Puis, arrivé à la trentaine, il fit la connaissance
d’une femme plus âgée que lui et loin d’être attirante ;
cependant, elle devint sa maîtresse régulière et
accepta, sans chercher à s’immiscer dans la vie privée
de cet amant singulier, une entente limitée à des
relations sexuelles hebdomadaires, d’habitude le
vendredi soir. Ziegler avait toujours considéré le sexe
au même titre qu’une activité physique telle que se
nourrir, dormir, déféquer, et menait sa vie en accord
avec cette déontologie.
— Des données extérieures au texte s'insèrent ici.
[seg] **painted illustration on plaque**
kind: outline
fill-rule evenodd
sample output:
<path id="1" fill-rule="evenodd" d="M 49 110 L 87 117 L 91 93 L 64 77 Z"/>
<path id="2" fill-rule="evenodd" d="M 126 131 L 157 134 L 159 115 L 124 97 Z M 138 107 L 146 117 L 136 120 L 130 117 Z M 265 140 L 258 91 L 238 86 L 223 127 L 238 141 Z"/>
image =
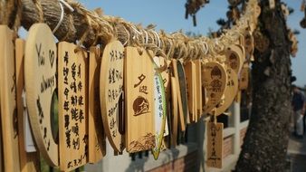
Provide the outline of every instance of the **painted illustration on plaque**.
<path id="1" fill-rule="evenodd" d="M 231 53 L 229 56 L 229 64 L 233 70 L 236 70 L 238 68 L 238 58 L 234 55 L 234 53 Z"/>
<path id="2" fill-rule="evenodd" d="M 148 113 L 149 104 L 147 99 L 142 96 L 139 96 L 133 102 L 134 115 L 141 115 Z"/>
<path id="3" fill-rule="evenodd" d="M 210 83 L 211 91 L 214 92 L 220 92 L 221 87 L 222 87 L 222 81 L 220 81 L 222 78 L 221 70 L 215 66 L 210 73 L 211 79 L 213 80 Z M 214 95 L 211 95 L 211 97 L 215 97 Z"/>

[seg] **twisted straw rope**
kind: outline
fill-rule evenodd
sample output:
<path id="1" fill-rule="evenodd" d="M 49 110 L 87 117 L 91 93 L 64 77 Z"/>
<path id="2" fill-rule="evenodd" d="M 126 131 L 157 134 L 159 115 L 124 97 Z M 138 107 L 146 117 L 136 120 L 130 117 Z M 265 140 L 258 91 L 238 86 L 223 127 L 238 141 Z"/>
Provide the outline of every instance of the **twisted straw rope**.
<path id="1" fill-rule="evenodd" d="M 26 0 L 22 1 L 25 2 Z M 42 16 L 43 17 L 42 12 L 46 11 L 48 7 L 40 5 L 41 0 L 33 1 L 35 2 L 36 10 L 42 9 L 42 11 L 39 10 L 39 21 L 42 21 Z M 69 32 L 64 33 L 65 35 L 62 36 L 58 36 L 59 34 L 55 33 L 61 41 L 75 42 L 79 40 L 79 45 L 82 44 L 89 48 L 97 44 L 105 46 L 110 41 L 118 39 L 125 46 L 142 46 L 152 50 L 157 55 L 167 59 L 175 58 L 186 61 L 214 58 L 222 54 L 229 44 L 239 43 L 239 39 L 245 30 L 253 32 L 257 24 L 255 10 L 259 7 L 257 0 L 249 0 L 244 14 L 236 22 L 236 24 L 232 29 L 225 31 L 220 37 L 211 39 L 205 36 L 191 38 L 181 32 L 167 33 L 160 31 L 157 33 L 154 31 L 154 25 L 143 28 L 141 25 L 126 22 L 122 18 L 103 15 L 97 11 L 90 11 L 74 0 L 66 0 L 66 2 L 73 7 L 74 12 L 66 13 L 69 19 Z M 40 8 L 41 6 L 42 8 Z M 67 9 L 65 9 L 66 11 Z M 44 14 L 44 15 L 46 14 Z M 49 23 L 47 19 L 44 21 L 51 27 L 53 26 L 53 24 Z M 76 25 L 78 25 L 78 29 L 75 31 Z M 85 26 L 82 27 L 82 25 Z M 76 33 L 71 33 L 73 29 Z"/>

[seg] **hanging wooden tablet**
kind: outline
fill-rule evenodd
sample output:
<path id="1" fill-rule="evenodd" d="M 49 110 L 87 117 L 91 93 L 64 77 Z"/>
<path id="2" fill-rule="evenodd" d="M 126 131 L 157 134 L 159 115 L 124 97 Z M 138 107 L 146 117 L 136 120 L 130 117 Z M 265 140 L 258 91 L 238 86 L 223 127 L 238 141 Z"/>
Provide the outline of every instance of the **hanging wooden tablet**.
<path id="1" fill-rule="evenodd" d="M 57 87 L 57 51 L 45 24 L 31 26 L 25 43 L 24 82 L 32 131 L 39 152 L 48 165 L 58 166 L 58 145 L 53 136 L 52 98 Z"/>
<path id="2" fill-rule="evenodd" d="M 20 171 L 13 32 L 0 25 L 1 122 L 5 171 Z"/>
<path id="3" fill-rule="evenodd" d="M 243 70 L 240 73 L 240 78 L 239 78 L 239 90 L 246 90 L 248 88 L 249 84 L 249 65 L 244 64 L 243 67 Z"/>
<path id="4" fill-rule="evenodd" d="M 164 59 L 164 57 L 159 57 L 159 63 L 160 66 L 164 66 L 165 62 L 167 62 L 167 68 L 161 72 L 161 77 L 163 78 L 165 92 L 166 92 L 166 99 L 169 100 L 171 98 L 171 61 Z"/>
<path id="5" fill-rule="evenodd" d="M 189 121 L 196 122 L 196 64 L 189 61 L 184 64 L 187 90 L 187 104 L 189 110 Z"/>
<path id="6" fill-rule="evenodd" d="M 238 76 L 232 68 L 226 68 L 227 82 L 225 91 L 224 100 L 217 105 L 215 115 L 218 116 L 225 112 L 232 104 L 238 91 Z"/>
<path id="7" fill-rule="evenodd" d="M 185 112 L 185 110 L 183 108 L 183 100 L 182 100 L 182 94 L 181 93 L 181 89 L 180 89 L 180 83 L 179 83 L 179 76 L 178 76 L 178 69 L 177 69 L 177 66 L 179 64 L 177 63 L 180 63 L 180 62 L 177 62 L 177 60 L 173 59 L 172 62 L 171 62 L 171 64 L 172 64 L 172 70 L 173 70 L 173 74 L 174 74 L 174 78 L 176 79 L 176 86 L 177 86 L 177 101 L 178 101 L 178 122 L 179 122 L 179 127 L 180 127 L 180 129 L 181 131 L 185 131 L 186 130 L 186 121 L 185 121 L 185 115 L 184 115 L 184 112 Z M 184 79 L 185 81 L 185 79 Z M 182 84 L 182 87 L 183 87 L 184 84 Z"/>
<path id="8" fill-rule="evenodd" d="M 24 89 L 24 45 L 25 41 L 22 39 L 15 40 L 15 72 L 16 72 L 16 101 L 17 101 L 17 113 L 18 113 L 18 136 L 19 136 L 19 156 L 20 156 L 20 171 L 21 172 L 33 172 L 39 171 L 39 152 L 36 151 L 35 146 L 33 143 L 33 135 L 31 134 L 30 126 L 28 129 L 28 120 L 24 120 L 24 102 L 23 100 L 23 91 Z M 26 123 L 25 123 L 26 122 Z M 27 135 L 25 130 L 30 131 L 30 135 Z M 29 138 L 30 143 L 27 144 L 27 138 Z M 31 149 L 33 152 L 29 152 Z"/>
<path id="9" fill-rule="evenodd" d="M 251 55 L 253 53 L 254 44 L 253 37 L 251 31 L 244 32 L 244 50 L 247 58 L 251 58 Z"/>
<path id="10" fill-rule="evenodd" d="M 202 82 L 206 90 L 207 102 L 204 107 L 204 114 L 211 111 L 220 101 L 227 83 L 225 68 L 219 62 L 210 62 L 204 64 Z"/>
<path id="11" fill-rule="evenodd" d="M 275 8 L 275 0 L 269 0 L 269 7 L 270 9 Z"/>
<path id="12" fill-rule="evenodd" d="M 90 49 L 89 67 L 89 116 L 88 161 L 96 163 L 106 155 L 105 134 L 100 106 L 100 72 L 101 52 L 98 47 Z M 104 76 L 105 77 L 105 76 Z M 106 113 L 106 112 L 105 112 Z"/>
<path id="13" fill-rule="evenodd" d="M 171 72 L 170 72 L 170 64 L 171 61 L 165 59 L 165 57 L 154 57 L 154 62 L 158 62 L 159 64 L 158 67 L 162 68 L 163 66 L 167 65 L 167 68 L 165 71 L 162 71 L 160 72 L 161 79 L 163 81 L 164 90 L 165 90 L 165 100 L 166 100 L 166 125 L 165 125 L 165 132 L 164 137 L 167 136 L 169 134 L 169 125 L 168 125 L 168 116 L 169 113 L 167 112 L 167 109 L 169 107 L 169 100 L 171 97 L 171 85 L 170 85 L 170 78 L 171 78 Z"/>
<path id="14" fill-rule="evenodd" d="M 124 149 L 120 132 L 120 98 L 123 94 L 124 47 L 119 41 L 109 43 L 103 51 L 100 73 L 100 99 L 105 134 L 117 152 Z"/>
<path id="15" fill-rule="evenodd" d="M 0 76 L 2 76 L 2 72 L 0 70 Z M 0 77 L 0 87 L 2 84 L 2 77 Z M 4 167 L 4 153 L 3 153 L 3 142 L 2 142 L 2 121 L 1 121 L 1 89 L 0 89 L 0 171 L 5 171 L 5 167 Z"/>
<path id="16" fill-rule="evenodd" d="M 171 146 L 177 146 L 177 129 L 178 129 L 178 98 L 177 86 L 175 77 L 171 77 Z"/>
<path id="17" fill-rule="evenodd" d="M 155 147 L 153 54 L 142 48 L 139 51 L 125 49 L 126 147 L 129 153 Z"/>
<path id="18" fill-rule="evenodd" d="M 180 61 L 177 61 L 177 74 L 178 74 L 178 83 L 179 83 L 178 85 L 179 85 L 179 91 L 180 91 L 180 97 L 182 100 L 183 115 L 184 115 L 185 129 L 186 129 L 187 121 L 188 121 L 187 119 L 189 117 L 186 81 L 186 75 L 185 75 L 183 63 Z M 185 131 L 185 129 L 182 131 Z"/>
<path id="19" fill-rule="evenodd" d="M 154 57 L 156 67 L 160 67 L 159 58 Z M 152 154 L 157 160 L 161 150 L 161 145 L 164 139 L 167 105 L 166 93 L 161 74 L 153 70 L 154 73 L 154 116 L 155 116 L 155 147 L 152 148 Z"/>
<path id="20" fill-rule="evenodd" d="M 239 73 L 244 64 L 244 53 L 236 45 L 227 47 L 225 52 L 226 62 L 236 73 Z"/>
<path id="21" fill-rule="evenodd" d="M 88 59 L 84 50 L 58 43 L 60 169 L 73 170 L 87 163 Z"/>
<path id="22" fill-rule="evenodd" d="M 1 72 L 0 72 L 0 76 L 2 76 Z M 0 104 L 1 104 L 1 102 L 0 102 Z M 0 107 L 0 109 L 1 109 L 1 107 Z M 1 117 L 1 110 L 0 110 L 0 117 Z M 3 153 L 3 142 L 2 142 L 2 126 L 1 126 L 1 118 L 0 118 L 0 171 L 5 171 L 5 167 L 4 167 L 4 163 L 3 163 L 3 160 L 4 160 L 3 156 L 4 156 L 4 153 Z"/>
<path id="23" fill-rule="evenodd" d="M 165 64 L 165 62 L 167 62 L 167 64 Z M 163 82 L 164 82 L 164 87 L 165 87 L 165 93 L 166 93 L 166 101 L 167 101 L 167 107 L 168 109 L 168 107 L 170 107 L 169 102 L 170 102 L 170 99 L 171 99 L 171 61 L 169 60 L 165 60 L 165 57 L 159 57 L 159 63 L 160 63 L 160 67 L 167 65 L 167 69 L 165 71 L 163 71 L 161 72 L 161 77 L 163 79 Z M 169 115 L 170 113 L 167 110 L 167 119 L 166 119 L 166 126 L 165 126 L 165 134 L 164 136 L 168 136 L 169 135 L 169 128 L 171 127 L 170 125 L 168 125 L 169 123 Z"/>
<path id="24" fill-rule="evenodd" d="M 223 123 L 207 122 L 207 167 L 222 168 Z"/>
<path id="25" fill-rule="evenodd" d="M 196 60 L 196 114 L 197 119 L 199 119 L 203 113 L 202 113 L 202 107 L 203 107 L 203 97 L 202 97 L 202 62 L 201 60 Z"/>

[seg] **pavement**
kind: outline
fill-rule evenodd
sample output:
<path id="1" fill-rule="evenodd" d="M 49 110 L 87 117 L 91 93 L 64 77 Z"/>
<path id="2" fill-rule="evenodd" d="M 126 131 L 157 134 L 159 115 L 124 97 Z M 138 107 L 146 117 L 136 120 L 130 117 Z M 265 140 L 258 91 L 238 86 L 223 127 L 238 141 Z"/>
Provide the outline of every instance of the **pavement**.
<path id="1" fill-rule="evenodd" d="M 288 144 L 288 172 L 306 172 L 306 134 L 297 139 L 291 134 Z"/>

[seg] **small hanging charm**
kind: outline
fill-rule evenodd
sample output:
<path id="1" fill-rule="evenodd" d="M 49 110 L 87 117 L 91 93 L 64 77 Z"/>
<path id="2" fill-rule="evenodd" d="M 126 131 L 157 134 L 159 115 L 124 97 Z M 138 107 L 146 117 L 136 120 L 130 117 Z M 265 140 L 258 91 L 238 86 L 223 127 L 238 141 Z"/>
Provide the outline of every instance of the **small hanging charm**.
<path id="1" fill-rule="evenodd" d="M 275 0 L 269 0 L 269 6 L 270 6 L 270 9 L 274 9 L 275 8 Z"/>
<path id="2" fill-rule="evenodd" d="M 224 124 L 216 122 L 216 117 L 211 115 L 207 122 L 207 166 L 222 168 L 223 162 L 223 129 Z"/>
Curieusement, cette liaison
privée de couleur et d’émotion, mais d’effet lénitif se
révéla stable et durable à la suite de journées
consacrées aux soins de conflits psychiques le plus
souvent aberrants.
C’était un vendredi et Ziegler avait été débordé de
travail toute la journée. Mme Charikoski, une
richissime cliente d’origine polonaise avait exigé une
séance de deux heures, et devant son refus, avait
proposé de doubler le tarif habituel. Il avait enfin cédé
et pendant deux heures interminables il dut supporter
les diatribes enflammées de sa cliente ainsi que le
récit de nombreuses relations adultérines suivies de
ses multiples repentances. Déjà à mi-séance, il en
avait par-dessus la tête. Si Mme Charikoski pouvait
seulement accepter que son seul attrait résidait dans la
situation sociale et le pouvoir politique de son époux !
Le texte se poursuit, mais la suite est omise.